Hi FluentD community, my senior wanted to verify that FluentD can handle backpressure in a similar way as to how Logstash (log aggregator) can let Filebeat (log collector/forwarder) know that it’s busy and that it should retry after some time to write logs to Logstash.

I think the buffer section in documentation explains this to some extent but he’s saying that it applies to just regular network disconnects (which I also suspect) and is not a “true” backpressure handling solution. So, my queries to confirm are these:

  1. Does a FluentD/bit aggregator instance let the FluentD/bit forwarding instance (on all app servers) know that “Hey I’m busy, don’t send in logs right now” which would lead to forwarding instance knowing to throttle the tries to send logs? OR If the FluentD aggregator instance is busy and is not able to accept logs, will it just stop listening on the port?

  2. If it does or does not, how and what does the aggregator instance communicate with the forwarding instance? Is there a description of the algorithm that aggregator instances use to let the log forwarder instance know the health/load of the aggregator instance?

  3. Is there any confirmation that the aggregator Fluentd instance sends the forwarding Fluentd/bit instance that the log message it forwarded was successfully received and recorded? How can the forwarding instance be sure that the log was received successfully by the aggregator instance?

If someone can point to the documentation stating the backpressure handling scenario between forwarding and aggregator instances, that would be great. If the above is not documented anywhere, can someone point me to the code in the GitHub repository? (I did not find it myself)

Thanks for this question, there are quite a few benefits when using Fluentd + Fluent Bit in a forwarder/aggregator pattern.

  1. Backpressure handling.
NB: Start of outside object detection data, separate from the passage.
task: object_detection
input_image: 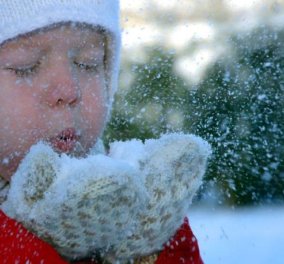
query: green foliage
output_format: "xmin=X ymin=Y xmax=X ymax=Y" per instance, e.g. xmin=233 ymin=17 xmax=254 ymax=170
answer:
xmin=106 ymin=28 xmax=284 ymax=205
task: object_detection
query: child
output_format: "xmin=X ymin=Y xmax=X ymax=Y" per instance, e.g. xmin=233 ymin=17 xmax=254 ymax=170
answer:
xmin=0 ymin=0 xmax=209 ymax=264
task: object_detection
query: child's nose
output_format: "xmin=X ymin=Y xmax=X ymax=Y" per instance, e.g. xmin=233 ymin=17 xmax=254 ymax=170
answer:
xmin=43 ymin=58 xmax=80 ymax=107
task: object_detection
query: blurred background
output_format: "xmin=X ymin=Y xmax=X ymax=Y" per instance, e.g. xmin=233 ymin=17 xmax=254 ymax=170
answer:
xmin=105 ymin=0 xmax=284 ymax=206
xmin=104 ymin=0 xmax=284 ymax=264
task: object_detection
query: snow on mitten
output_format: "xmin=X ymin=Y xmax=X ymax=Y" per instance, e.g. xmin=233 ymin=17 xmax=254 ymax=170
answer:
xmin=2 ymin=143 xmax=146 ymax=259
xmin=107 ymin=134 xmax=211 ymax=259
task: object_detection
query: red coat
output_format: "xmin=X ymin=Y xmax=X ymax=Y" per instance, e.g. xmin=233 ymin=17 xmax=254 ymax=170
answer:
xmin=0 ymin=210 xmax=203 ymax=264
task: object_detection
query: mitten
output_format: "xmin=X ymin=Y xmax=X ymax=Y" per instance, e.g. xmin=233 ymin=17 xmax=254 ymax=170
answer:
xmin=106 ymin=134 xmax=211 ymax=260
xmin=2 ymin=143 xmax=147 ymax=259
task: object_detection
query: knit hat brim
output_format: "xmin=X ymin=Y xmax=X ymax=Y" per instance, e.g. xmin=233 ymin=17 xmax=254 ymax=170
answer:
xmin=0 ymin=0 xmax=121 ymax=102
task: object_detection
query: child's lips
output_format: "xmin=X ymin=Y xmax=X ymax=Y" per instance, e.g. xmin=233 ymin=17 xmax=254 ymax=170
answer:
xmin=50 ymin=128 xmax=79 ymax=153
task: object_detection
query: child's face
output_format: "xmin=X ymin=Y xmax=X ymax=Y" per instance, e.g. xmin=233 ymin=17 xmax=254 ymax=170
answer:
xmin=0 ymin=25 xmax=107 ymax=180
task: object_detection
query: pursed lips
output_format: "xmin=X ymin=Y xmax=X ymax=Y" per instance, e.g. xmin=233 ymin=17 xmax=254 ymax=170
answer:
xmin=49 ymin=128 xmax=79 ymax=153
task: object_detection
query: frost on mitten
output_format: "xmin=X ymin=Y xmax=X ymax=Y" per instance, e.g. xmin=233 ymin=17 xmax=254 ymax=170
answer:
xmin=106 ymin=134 xmax=211 ymax=260
xmin=2 ymin=143 xmax=146 ymax=259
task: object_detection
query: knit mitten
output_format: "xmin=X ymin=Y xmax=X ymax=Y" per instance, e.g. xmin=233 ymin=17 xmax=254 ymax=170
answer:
xmin=2 ymin=143 xmax=146 ymax=259
xmin=106 ymin=134 xmax=211 ymax=260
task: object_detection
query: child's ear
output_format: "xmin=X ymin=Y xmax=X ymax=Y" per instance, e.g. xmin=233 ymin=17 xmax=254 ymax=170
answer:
xmin=22 ymin=143 xmax=59 ymax=205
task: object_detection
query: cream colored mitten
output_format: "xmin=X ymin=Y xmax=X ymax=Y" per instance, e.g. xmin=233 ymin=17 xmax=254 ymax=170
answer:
xmin=106 ymin=133 xmax=211 ymax=260
xmin=2 ymin=143 xmax=147 ymax=259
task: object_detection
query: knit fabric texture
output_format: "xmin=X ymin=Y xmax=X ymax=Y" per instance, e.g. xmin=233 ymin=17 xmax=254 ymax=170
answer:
xmin=2 ymin=134 xmax=210 ymax=263
xmin=0 ymin=0 xmax=121 ymax=102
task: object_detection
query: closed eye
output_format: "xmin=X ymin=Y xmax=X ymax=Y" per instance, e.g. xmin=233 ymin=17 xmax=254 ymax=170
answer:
xmin=6 ymin=61 xmax=40 ymax=78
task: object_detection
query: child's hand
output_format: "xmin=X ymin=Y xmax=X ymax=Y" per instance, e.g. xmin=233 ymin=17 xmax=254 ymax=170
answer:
xmin=3 ymin=143 xmax=146 ymax=259
xmin=106 ymin=134 xmax=211 ymax=259
xmin=1 ymin=134 xmax=211 ymax=262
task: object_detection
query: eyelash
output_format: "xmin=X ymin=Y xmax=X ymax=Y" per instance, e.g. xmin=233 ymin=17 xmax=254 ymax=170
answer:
xmin=7 ymin=61 xmax=98 ymax=78
xmin=7 ymin=61 xmax=41 ymax=78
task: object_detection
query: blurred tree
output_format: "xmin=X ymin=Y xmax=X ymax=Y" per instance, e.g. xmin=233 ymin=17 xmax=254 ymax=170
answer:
xmin=105 ymin=27 xmax=284 ymax=205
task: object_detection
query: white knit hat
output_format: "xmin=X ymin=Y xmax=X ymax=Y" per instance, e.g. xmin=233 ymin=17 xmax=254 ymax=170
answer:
xmin=0 ymin=0 xmax=121 ymax=101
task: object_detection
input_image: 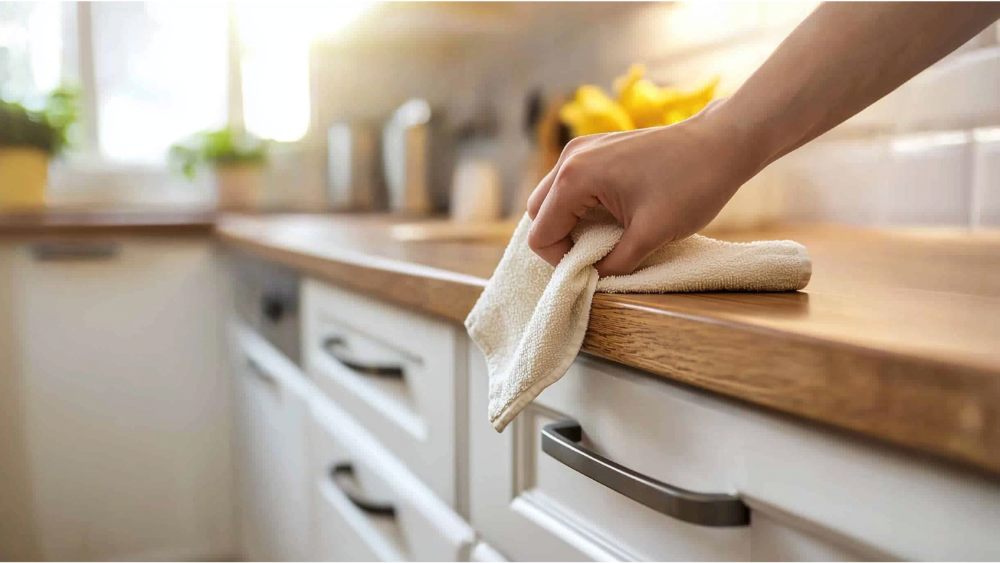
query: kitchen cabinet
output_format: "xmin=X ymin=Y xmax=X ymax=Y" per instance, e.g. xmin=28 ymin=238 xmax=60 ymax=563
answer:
xmin=233 ymin=326 xmax=312 ymax=563
xmin=311 ymin=386 xmax=475 ymax=563
xmin=469 ymin=344 xmax=1000 ymax=563
xmin=302 ymin=279 xmax=466 ymax=507
xmin=0 ymin=241 xmax=236 ymax=563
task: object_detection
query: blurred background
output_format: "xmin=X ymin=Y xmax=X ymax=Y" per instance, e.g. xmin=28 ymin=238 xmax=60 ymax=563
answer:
xmin=0 ymin=0 xmax=1000 ymax=563
xmin=0 ymin=1 xmax=1000 ymax=227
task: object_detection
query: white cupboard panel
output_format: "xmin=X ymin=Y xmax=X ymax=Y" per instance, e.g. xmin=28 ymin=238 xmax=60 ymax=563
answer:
xmin=14 ymin=239 xmax=236 ymax=563
xmin=470 ymin=352 xmax=1000 ymax=563
xmin=312 ymin=392 xmax=475 ymax=563
xmin=233 ymin=325 xmax=312 ymax=563
xmin=302 ymin=280 xmax=465 ymax=506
The way that fluentd/ fluent bit handle acknowledgements is that they wait for data to be buffered prior to sending a response Ack. This allows reliability in cases when an aggregator might go down. Additionally when a buffer is full on an aggregator then the acknowledgment will not be sent which will then kick off a few options. For the tail plugin backpressure will cause fluent bit to pause. For TCP/UDP plugins backpresure requires you to choose which data to prioritize as the data is short lived.
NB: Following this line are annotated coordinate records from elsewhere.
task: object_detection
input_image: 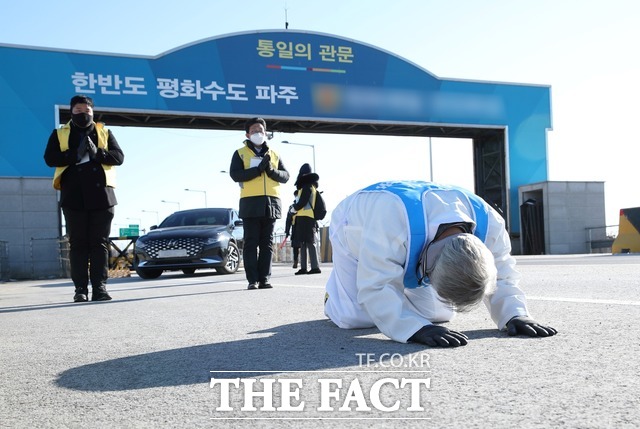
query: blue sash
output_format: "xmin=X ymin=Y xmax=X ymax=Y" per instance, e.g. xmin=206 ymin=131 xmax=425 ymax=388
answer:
xmin=361 ymin=180 xmax=489 ymax=289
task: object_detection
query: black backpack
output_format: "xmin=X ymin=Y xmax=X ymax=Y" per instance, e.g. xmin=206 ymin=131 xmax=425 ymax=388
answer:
xmin=313 ymin=190 xmax=327 ymax=220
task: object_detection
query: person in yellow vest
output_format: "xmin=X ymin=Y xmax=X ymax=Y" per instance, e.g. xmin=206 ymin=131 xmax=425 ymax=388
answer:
xmin=229 ymin=118 xmax=289 ymax=289
xmin=291 ymin=164 xmax=321 ymax=275
xmin=44 ymin=95 xmax=124 ymax=302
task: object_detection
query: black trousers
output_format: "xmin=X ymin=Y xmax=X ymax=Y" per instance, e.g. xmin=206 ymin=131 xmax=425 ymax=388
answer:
xmin=242 ymin=217 xmax=276 ymax=283
xmin=62 ymin=207 xmax=114 ymax=291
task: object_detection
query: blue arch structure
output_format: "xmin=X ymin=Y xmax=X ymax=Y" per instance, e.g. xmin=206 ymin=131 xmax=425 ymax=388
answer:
xmin=0 ymin=30 xmax=551 ymax=232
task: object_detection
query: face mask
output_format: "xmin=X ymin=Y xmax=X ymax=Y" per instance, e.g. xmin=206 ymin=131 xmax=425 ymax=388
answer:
xmin=71 ymin=113 xmax=93 ymax=128
xmin=249 ymin=133 xmax=264 ymax=146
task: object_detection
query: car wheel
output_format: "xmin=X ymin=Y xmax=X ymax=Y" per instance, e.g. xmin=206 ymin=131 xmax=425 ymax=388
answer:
xmin=136 ymin=267 xmax=162 ymax=280
xmin=216 ymin=241 xmax=240 ymax=274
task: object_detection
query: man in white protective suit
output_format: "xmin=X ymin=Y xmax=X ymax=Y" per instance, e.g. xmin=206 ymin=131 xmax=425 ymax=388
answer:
xmin=325 ymin=181 xmax=557 ymax=347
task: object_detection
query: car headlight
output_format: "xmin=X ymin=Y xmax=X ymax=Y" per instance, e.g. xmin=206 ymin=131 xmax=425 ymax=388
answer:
xmin=204 ymin=234 xmax=225 ymax=246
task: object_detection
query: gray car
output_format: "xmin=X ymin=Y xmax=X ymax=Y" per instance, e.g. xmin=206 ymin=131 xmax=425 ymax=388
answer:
xmin=134 ymin=208 xmax=243 ymax=279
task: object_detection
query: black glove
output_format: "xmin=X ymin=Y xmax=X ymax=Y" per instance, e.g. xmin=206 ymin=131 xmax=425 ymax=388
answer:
xmin=409 ymin=325 xmax=469 ymax=347
xmin=258 ymin=154 xmax=272 ymax=172
xmin=76 ymin=139 xmax=87 ymax=162
xmin=86 ymin=136 xmax=98 ymax=159
xmin=507 ymin=316 xmax=558 ymax=337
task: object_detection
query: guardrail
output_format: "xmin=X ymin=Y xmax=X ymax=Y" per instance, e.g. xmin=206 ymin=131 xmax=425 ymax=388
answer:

  2. The main algorithms at work when using forwarder and aggregator patterns the main is the phi accrual algorithm. forward - Fluentd. This is especially useful when using multiple aggregators for high availability and failover detection. Note that the parameters of the algorithm can be customized as well.

  3. Backpressure is mainly handled at the input side, we are looking at more variable adaptation of pressure throughout the system in the next few months, specifically when using fluent bit as the forwarder

Hope that helps, let me know if there are any questions

Thanks @agup006. Can you explain a bit more in 1st point about how would we prioritize data for TCP/UDP plugins? We mainly intend to use tail plugins for filesystem logs, but could still use TCP for some tasks.